Suppose we would like to find a particular probability distribution $p({\bf x})$. All we know about $p({\bf x})$ is that $\mathbb E_{p({\bf x})}[f_k] = c_k$ for a specific collection of functions $f_1, \ldots, f_K$. Which distribution should we use? The principle of maximum entropy asserts that when choosing among all valid distributions, we should choose the one with maximum entropy.

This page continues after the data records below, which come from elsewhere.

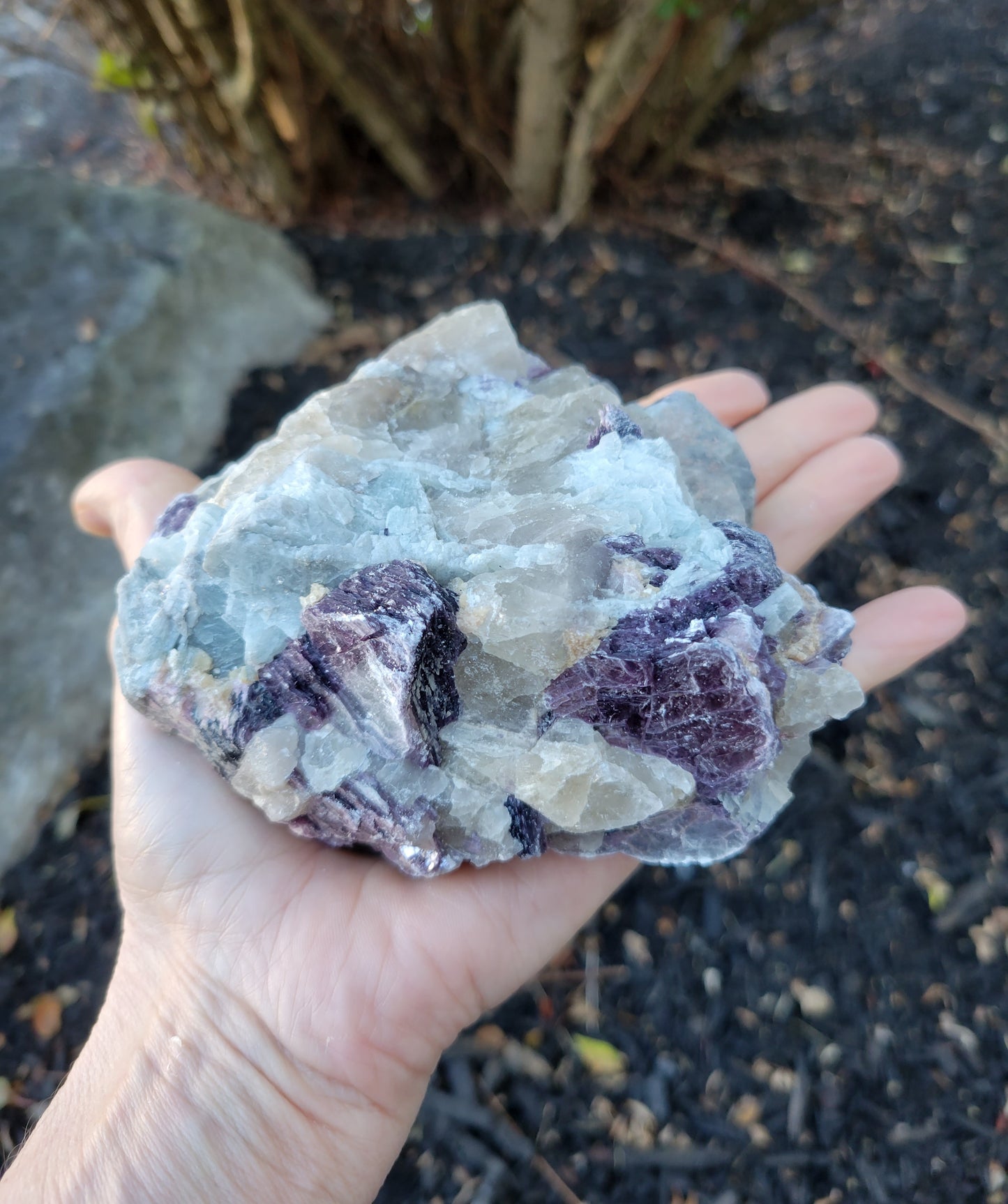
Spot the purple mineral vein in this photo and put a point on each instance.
(615, 418)
(527, 827)
(361, 812)
(378, 653)
(176, 514)
(672, 681)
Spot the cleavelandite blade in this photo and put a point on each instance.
(466, 608)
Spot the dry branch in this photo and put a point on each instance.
(356, 98)
(885, 358)
(601, 96)
(515, 86)
(545, 71)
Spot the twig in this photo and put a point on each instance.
(364, 106)
(578, 176)
(972, 901)
(603, 972)
(537, 1162)
(59, 13)
(728, 250)
(606, 136)
(239, 89)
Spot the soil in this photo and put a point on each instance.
(822, 1019)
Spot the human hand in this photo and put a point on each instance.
(278, 1006)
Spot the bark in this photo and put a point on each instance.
(361, 103)
(603, 96)
(265, 91)
(545, 71)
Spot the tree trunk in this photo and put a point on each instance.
(547, 64)
(278, 99)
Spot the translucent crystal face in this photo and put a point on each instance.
(465, 608)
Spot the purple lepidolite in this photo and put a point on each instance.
(465, 608)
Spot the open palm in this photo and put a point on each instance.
(338, 962)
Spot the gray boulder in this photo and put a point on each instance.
(127, 318)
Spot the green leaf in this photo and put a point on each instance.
(665, 10)
(599, 1058)
(114, 71)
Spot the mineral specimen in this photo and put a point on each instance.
(466, 608)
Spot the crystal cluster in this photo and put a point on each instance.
(466, 608)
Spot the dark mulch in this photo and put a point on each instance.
(896, 844)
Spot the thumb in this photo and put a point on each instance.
(124, 500)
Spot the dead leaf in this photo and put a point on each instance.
(46, 1015)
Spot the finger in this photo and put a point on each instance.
(824, 495)
(782, 439)
(895, 633)
(124, 500)
(731, 395)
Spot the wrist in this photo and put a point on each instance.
(182, 1094)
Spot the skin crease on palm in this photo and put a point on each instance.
(326, 983)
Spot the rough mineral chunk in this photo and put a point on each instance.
(466, 608)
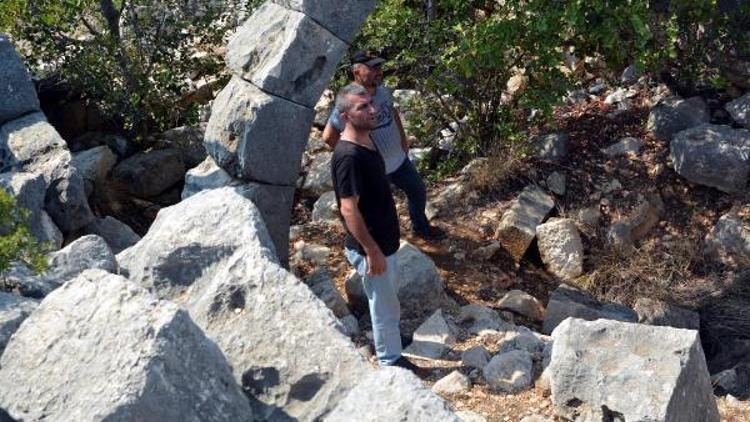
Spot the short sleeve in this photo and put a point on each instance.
(335, 120)
(348, 177)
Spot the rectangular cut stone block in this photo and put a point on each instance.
(342, 17)
(567, 301)
(101, 348)
(608, 370)
(255, 136)
(286, 53)
(17, 92)
(518, 225)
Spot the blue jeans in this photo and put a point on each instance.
(408, 180)
(385, 310)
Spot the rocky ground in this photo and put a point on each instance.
(673, 244)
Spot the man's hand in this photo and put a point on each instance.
(376, 263)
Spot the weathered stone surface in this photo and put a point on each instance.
(521, 339)
(118, 235)
(189, 141)
(482, 319)
(343, 19)
(433, 338)
(476, 357)
(739, 109)
(551, 147)
(101, 348)
(147, 174)
(321, 284)
(628, 230)
(567, 301)
(248, 126)
(318, 179)
(518, 226)
(603, 369)
(656, 312)
(729, 241)
(93, 165)
(87, 252)
(213, 253)
(391, 394)
(420, 288)
(13, 310)
(275, 205)
(561, 248)
(29, 191)
(207, 175)
(453, 383)
(556, 183)
(713, 155)
(326, 209)
(17, 92)
(298, 58)
(510, 371)
(522, 303)
(674, 114)
(625, 146)
(32, 145)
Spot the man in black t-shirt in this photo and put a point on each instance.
(369, 216)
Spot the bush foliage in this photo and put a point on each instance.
(17, 244)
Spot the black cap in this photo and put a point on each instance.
(367, 58)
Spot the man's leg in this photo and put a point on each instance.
(385, 310)
(408, 180)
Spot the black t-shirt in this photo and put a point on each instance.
(359, 171)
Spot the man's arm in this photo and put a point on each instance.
(376, 264)
(404, 140)
(331, 135)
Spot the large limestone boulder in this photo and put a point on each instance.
(391, 394)
(713, 155)
(610, 370)
(517, 228)
(13, 310)
(420, 289)
(118, 235)
(149, 173)
(17, 92)
(101, 348)
(739, 109)
(213, 254)
(674, 114)
(32, 145)
(342, 19)
(29, 191)
(296, 61)
(93, 165)
(561, 248)
(248, 127)
(567, 301)
(318, 179)
(729, 241)
(207, 175)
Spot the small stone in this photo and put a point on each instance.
(453, 383)
(476, 357)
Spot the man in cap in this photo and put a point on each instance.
(369, 216)
(390, 141)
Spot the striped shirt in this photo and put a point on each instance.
(386, 136)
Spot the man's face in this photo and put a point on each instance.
(363, 115)
(368, 76)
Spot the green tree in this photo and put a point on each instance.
(17, 244)
(135, 58)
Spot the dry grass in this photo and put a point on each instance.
(658, 269)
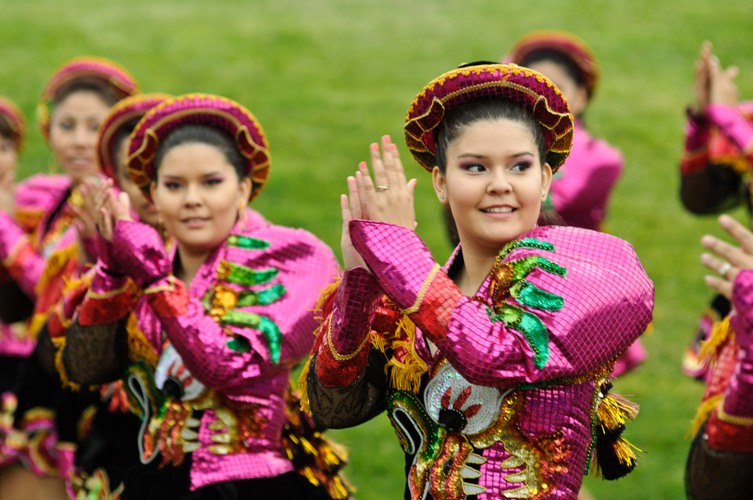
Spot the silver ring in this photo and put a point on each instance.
(724, 269)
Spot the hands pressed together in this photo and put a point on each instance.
(714, 84)
(727, 259)
(387, 197)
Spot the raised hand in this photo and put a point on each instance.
(388, 197)
(727, 260)
(110, 208)
(351, 208)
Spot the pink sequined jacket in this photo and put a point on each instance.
(208, 366)
(26, 240)
(717, 159)
(580, 192)
(506, 405)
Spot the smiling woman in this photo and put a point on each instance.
(44, 218)
(494, 368)
(207, 329)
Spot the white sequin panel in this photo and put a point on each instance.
(478, 418)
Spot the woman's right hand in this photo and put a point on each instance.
(727, 259)
(110, 207)
(7, 191)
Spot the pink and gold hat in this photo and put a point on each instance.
(108, 72)
(10, 113)
(467, 83)
(199, 109)
(568, 45)
(128, 110)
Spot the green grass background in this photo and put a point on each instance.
(327, 77)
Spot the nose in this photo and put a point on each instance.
(498, 182)
(192, 197)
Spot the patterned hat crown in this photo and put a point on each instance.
(471, 82)
(199, 109)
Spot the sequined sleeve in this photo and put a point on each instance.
(565, 302)
(345, 382)
(94, 346)
(257, 317)
(580, 191)
(718, 154)
(18, 256)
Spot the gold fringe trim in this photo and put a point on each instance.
(704, 410)
(55, 263)
(733, 419)
(615, 411)
(303, 393)
(719, 334)
(59, 343)
(406, 374)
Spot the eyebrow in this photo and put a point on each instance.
(514, 155)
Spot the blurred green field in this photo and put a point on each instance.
(327, 77)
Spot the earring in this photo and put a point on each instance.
(242, 216)
(161, 226)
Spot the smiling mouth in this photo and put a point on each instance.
(498, 210)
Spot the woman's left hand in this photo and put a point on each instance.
(727, 259)
(388, 197)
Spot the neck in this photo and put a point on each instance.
(190, 262)
(477, 263)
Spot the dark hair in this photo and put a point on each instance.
(559, 59)
(121, 136)
(6, 130)
(202, 134)
(489, 108)
(86, 84)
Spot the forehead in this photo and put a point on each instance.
(498, 134)
(81, 102)
(194, 158)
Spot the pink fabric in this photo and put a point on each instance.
(581, 188)
(608, 302)
(738, 400)
(732, 124)
(244, 379)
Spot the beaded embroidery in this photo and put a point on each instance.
(508, 281)
(458, 418)
(222, 302)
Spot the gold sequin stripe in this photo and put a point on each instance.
(421, 293)
(337, 355)
(732, 419)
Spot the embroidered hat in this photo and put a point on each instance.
(200, 109)
(10, 114)
(128, 111)
(118, 79)
(471, 82)
(567, 45)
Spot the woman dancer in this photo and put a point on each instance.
(494, 368)
(209, 329)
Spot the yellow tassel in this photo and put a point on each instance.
(406, 374)
(615, 411)
(704, 410)
(719, 334)
(59, 343)
(303, 385)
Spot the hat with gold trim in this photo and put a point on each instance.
(11, 114)
(568, 45)
(127, 111)
(482, 80)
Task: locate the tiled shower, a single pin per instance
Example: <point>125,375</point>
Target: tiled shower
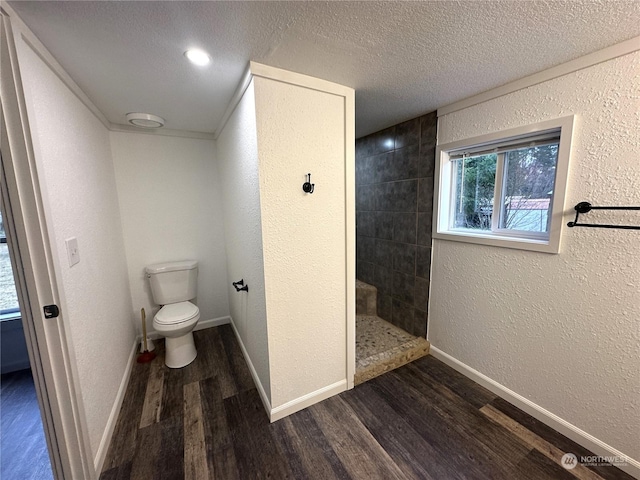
<point>394,199</point>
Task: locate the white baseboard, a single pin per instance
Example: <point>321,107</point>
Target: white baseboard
<point>254,374</point>
<point>101,454</point>
<point>567,429</point>
<point>307,400</point>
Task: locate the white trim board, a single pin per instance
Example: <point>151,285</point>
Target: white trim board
<point>545,416</point>
<point>265,71</point>
<point>50,61</point>
<point>586,61</point>
<point>307,400</point>
<point>254,374</point>
<point>103,448</point>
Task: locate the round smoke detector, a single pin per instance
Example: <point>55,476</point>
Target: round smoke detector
<point>145,120</point>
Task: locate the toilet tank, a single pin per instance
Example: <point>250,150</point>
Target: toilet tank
<point>173,282</point>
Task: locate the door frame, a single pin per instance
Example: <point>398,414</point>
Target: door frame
<point>63,418</point>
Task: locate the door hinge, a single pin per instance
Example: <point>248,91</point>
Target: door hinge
<point>51,311</point>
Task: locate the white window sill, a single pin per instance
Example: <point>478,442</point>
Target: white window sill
<point>495,240</point>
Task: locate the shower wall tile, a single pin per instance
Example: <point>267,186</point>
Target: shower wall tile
<point>384,252</point>
<point>384,225</point>
<point>384,306</point>
<point>404,258</point>
<point>404,165</point>
<point>404,287</point>
<point>394,201</point>
<point>404,227</point>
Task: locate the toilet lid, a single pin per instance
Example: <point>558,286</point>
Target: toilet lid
<point>177,313</point>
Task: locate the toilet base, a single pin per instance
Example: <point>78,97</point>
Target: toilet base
<point>180,351</point>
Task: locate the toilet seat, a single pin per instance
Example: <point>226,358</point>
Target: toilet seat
<point>176,313</point>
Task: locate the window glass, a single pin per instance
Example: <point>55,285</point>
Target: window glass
<point>529,177</point>
<point>475,179</point>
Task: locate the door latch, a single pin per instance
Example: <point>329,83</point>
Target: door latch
<point>51,311</point>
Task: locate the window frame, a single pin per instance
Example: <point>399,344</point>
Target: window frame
<point>444,191</point>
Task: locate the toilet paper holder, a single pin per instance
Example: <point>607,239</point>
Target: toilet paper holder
<point>240,286</point>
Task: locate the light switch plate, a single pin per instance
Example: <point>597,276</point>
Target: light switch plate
<point>72,250</point>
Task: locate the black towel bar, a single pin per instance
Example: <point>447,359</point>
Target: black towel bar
<point>585,207</point>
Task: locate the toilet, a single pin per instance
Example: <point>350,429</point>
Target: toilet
<point>173,284</point>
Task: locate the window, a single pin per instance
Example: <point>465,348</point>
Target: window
<point>505,189</point>
<point>8,297</point>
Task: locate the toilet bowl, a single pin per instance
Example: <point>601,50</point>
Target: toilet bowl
<point>173,284</point>
<point>176,322</point>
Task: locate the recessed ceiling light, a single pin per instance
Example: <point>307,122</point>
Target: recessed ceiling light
<point>198,57</point>
<point>145,120</point>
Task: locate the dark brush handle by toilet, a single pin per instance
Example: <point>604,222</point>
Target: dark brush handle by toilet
<point>240,286</point>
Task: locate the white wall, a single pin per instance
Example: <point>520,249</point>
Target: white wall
<point>75,170</point>
<point>302,130</point>
<point>171,207</point>
<point>237,153</point>
<point>560,330</point>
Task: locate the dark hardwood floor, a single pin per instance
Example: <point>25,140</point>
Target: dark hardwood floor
<point>421,421</point>
<point>23,450</point>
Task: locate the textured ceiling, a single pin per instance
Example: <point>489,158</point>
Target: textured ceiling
<point>403,58</point>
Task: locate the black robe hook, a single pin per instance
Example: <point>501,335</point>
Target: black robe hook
<point>308,187</point>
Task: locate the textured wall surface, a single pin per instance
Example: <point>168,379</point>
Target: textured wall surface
<point>75,169</point>
<point>394,203</point>
<point>237,154</point>
<point>301,130</point>
<point>171,207</point>
<point>561,330</point>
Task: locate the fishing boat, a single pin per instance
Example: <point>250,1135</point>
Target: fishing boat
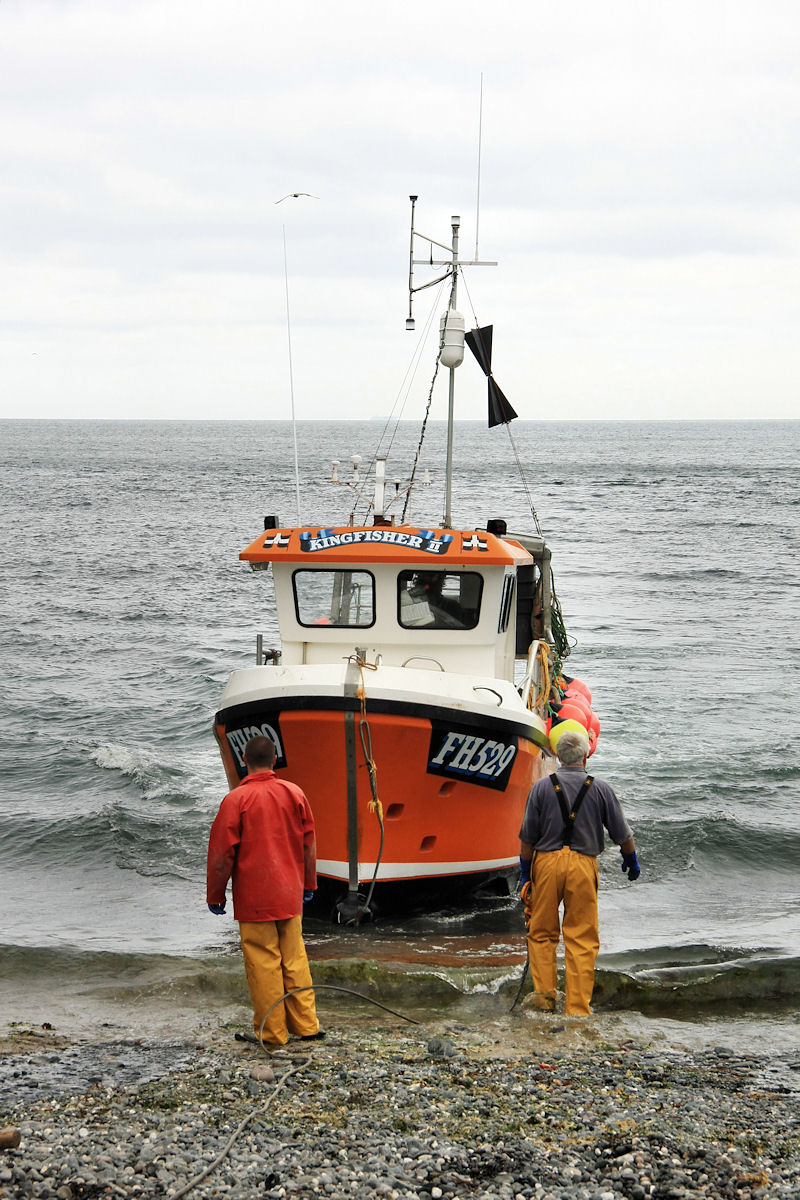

In other words, we should choose the distribution which has the greatest uncertainty consistent with the constraints.

For simplicity, consider the case in which $p({\bf x})$ is a distribution over a finite set $\{x_1, \ldots, x_J\}$. Then $p({\bf x})$ can be written as a vector $(p_1, \ldots, p_J)$. We would like to maximize

$-\sum_{j} p_j \log p_j$

subject to the constraints $\sum_j p_j = 1$ and $\sum_j p_j f_k(x_j) = c_k$. Defining the quantity

\begin{eqnarray*}

\Lambda & = & -\sum_j p_j\log p_j + \lambda_0 \left( \sum_j p_j – 1\right) + \\

& & \sum_k \lambda_k\left( \sum_j p_j f_k(x_j) – c_k\right)

\end{eqnarray*}

and using Lagrange multipliers in the usual way, we end up with the constraints

\begin{eqnarray*}

0 & = & \frac{\partial \Lambda}{\partial p_j} = -\log p_j – 1 + \lambda_0 + \sum_k \lambda_k f_k(x_j) \\

0 & = & \frac{\partial \Lambda}{\partial \lambda_0} = \sum_j p_j – 1 \\

0 & = & \frac{\partial \Lambda}{\partial \lambda_k} = \sum_j p_j f_k(x_j) – c_k .

\end{eqnarray*}

Using only the first equality, we see that

$p_j \propto \exp\left( \sum_k \lambda_k f_k(x_j)\right) = \exp\left( \boldsymbol\lambda^{\mathsf T} \boldsymbol\phi(x_j) \right) ,$

where $\boldsymbol\lambda = (\lambda_1, \ldots, \lambda_K)^{\mathsf T}$ and $\boldsymbol\phi(x_j) = (f_1(x_j), \ldots, f_K(x_j))^{\mathsf T}$. This derivation shows that $p({\bf x})$ belongs to an exponential family.